ISLAMABAD: Senate Standing Committee on Finance recommended that the policy framework under Pakistan Remittance Initiative (PRI) be revisited to bring transaction costs to a reasonable level for overseas Pakistanis.
The Committee Wednesday received a briefing on the Pakistan Remittances Initiative (PRI), with particular focus on changes to incentive schemes over the years, including applicable rates and their financial implications.
The Committee was informed that the charges for Money Transfer Operators (MTO) on remittance inflows went up from Rs 1 to Rs 4.5 per transaction.
Govt decides to review Pakistan Remittances Initiative
Under the Pakistan Remittance Initiative (PRI), the country’s remittances touched historic heights of USD38 billion, so the fee charges for banks and MTOs went up to Rs 130 billion, mainly because the government has increased the charges based on an incremental increase from an average 20 Riyal per transaction to 35 Saudi Riyal. Hence, this incentive package resulted in increasing the remittances.
Now, it has been slashed down to 20 Riyals per transaction, the Executive Director of the State Bank of Pakistan, Inayat Hussain, told the Senate Standing Committee on Finance, which met under the Chairmanship of Senator Saleem Mandviwalla here on Wednesday.
The SBP official said that the per-transaction cost of remittances in country was hovering around USD8.2, while in India it was USD10.2, and Bangladesh USD13.9.
The SBP high-up briefed the committee that the government will spend Rs80 to Rs100 billion this fiscal year on the incentive scheme for remittances. Mandviwalla suggested that the central bank should reverse the increase and restore the Re1 level, arguing that overseas Pakistanis are not benefiting from the higher charges, which are only adding profits for banks and MTOs.
SBP Executive Director Dr Inayat Hussain informed the committee that last year, the government paid Rs. 124 billion under the incentive package to subsidize deductions on remittances.

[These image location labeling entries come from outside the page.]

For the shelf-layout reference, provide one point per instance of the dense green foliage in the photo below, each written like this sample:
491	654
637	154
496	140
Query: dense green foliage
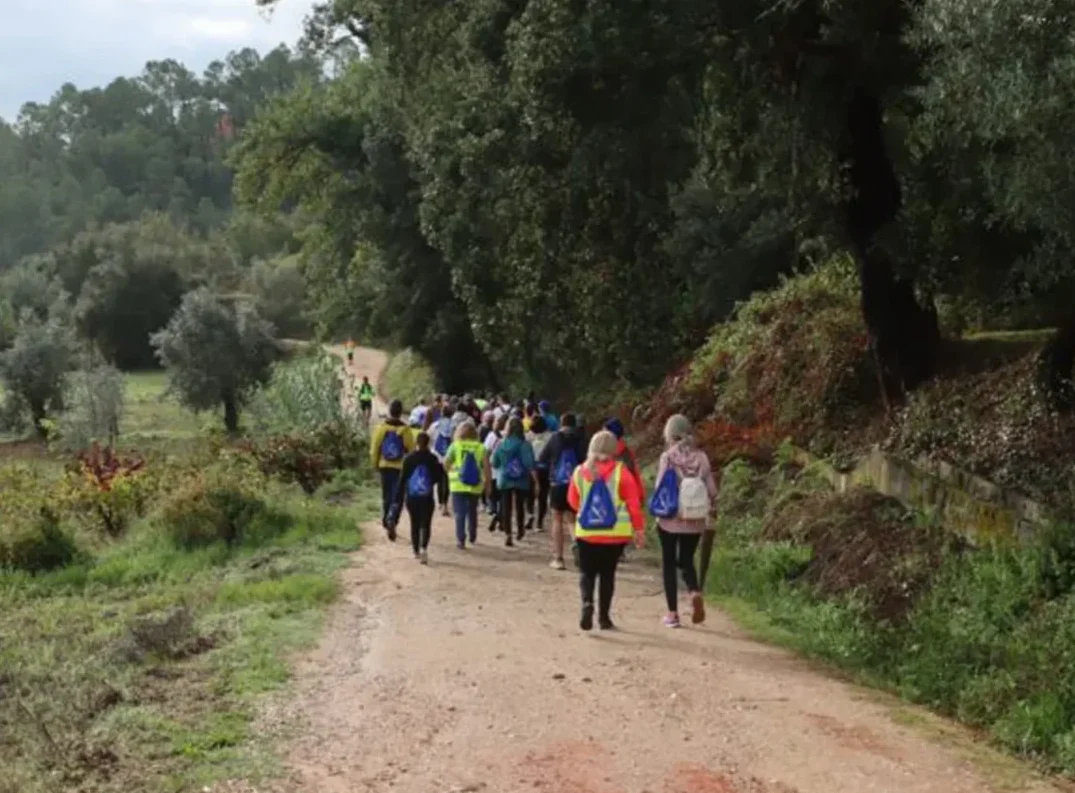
155	143
214	352
861	582
583	192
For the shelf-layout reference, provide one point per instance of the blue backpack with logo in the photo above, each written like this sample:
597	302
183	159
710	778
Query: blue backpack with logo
391	447
420	484
565	465
515	467
664	502
470	473
599	509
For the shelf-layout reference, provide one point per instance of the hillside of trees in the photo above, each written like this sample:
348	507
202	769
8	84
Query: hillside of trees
562	195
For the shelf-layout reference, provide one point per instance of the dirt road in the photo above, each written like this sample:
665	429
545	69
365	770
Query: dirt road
471	675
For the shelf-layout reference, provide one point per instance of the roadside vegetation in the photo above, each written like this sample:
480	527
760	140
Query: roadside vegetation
162	584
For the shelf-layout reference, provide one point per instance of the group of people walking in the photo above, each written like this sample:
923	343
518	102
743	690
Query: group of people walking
532	470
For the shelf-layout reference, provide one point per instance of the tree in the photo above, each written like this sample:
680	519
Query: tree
36	368
214	352
278	291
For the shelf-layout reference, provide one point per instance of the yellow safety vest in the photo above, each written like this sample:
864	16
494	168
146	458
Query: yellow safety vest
624	527
457	452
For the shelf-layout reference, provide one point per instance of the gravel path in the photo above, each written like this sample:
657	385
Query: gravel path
471	675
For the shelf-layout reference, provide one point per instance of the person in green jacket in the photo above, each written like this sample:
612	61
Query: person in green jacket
469	476
366	394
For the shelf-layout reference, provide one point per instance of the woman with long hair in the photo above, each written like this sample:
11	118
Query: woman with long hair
606	500
684	478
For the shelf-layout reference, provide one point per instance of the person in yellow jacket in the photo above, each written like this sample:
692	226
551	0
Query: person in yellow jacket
391	442
469	477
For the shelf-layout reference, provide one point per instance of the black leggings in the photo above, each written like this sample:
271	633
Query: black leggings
512	499
677	552
597	560
539	496
421	521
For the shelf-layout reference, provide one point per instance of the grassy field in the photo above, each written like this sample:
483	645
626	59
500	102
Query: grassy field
140	666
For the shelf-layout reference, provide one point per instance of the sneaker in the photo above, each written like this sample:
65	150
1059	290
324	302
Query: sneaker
698	604
586	621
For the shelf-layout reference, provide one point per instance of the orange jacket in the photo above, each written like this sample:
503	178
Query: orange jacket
630	493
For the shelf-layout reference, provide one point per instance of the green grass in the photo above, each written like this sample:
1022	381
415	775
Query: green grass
175	716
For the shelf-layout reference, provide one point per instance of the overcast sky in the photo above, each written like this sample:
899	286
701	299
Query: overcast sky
46	43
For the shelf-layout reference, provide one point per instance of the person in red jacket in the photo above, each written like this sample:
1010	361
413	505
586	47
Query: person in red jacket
601	536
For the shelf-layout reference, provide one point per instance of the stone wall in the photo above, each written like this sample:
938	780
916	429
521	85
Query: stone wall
968	504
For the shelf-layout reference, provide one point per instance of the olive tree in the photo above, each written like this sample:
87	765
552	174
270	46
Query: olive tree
214	352
36	368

Now, in order to reduce the size of the incentive package, the government has fixed 20 Saudi Riyals per transaction, applicable to transfers of a minimum of USD200. Last year, the scheme offered between 20 and 35 riyals per transaction. He explained that depreciation of the rupee had contributed to the increase in operator charges.
Senator Vawda disclosed that the MTOs were involved in breaking down the transferred amount in order to increase their fee charges.
The Chairman of the Senate panel also inquired about the charges collected by Visa and Master Cards on the credit cards in US dollars, thus transferring around USD130 million on an annual basis. Dr Inayat Hussain informed the committee that 70 percent of cards in use in Pakistan are Visa and MasterCard, while 30 percent are PayPak.
Chairman Senator Saleem Mandviwalla observed that while the initiative was established to support overseas Pakistanis, the benefits were in many cases being absorbed by banks and money transfer operators rather than the remitters themselves. He emphasised the importance of rationalising costs to ensure that beneficiaries in Pakistan receive the maximum value of remittances.
The Minister of State for Finance and Revenue assured members that the matter would be reviewed with the State Bank and relevant stakeholders to simplify the mechanism and safeguard against misuse.
The Committee considered the Government Bill titled “The Virtual Assets Bill, 2025”, referred by the House on 15 August 2025. While the matter had been taken up in the previous sitting, members once again underscored the need for further clarity from the concerned authorities. Therefore, the Committee decided to postpone further consideration until the head of the proposed regulatory authority is available to brief the members directly.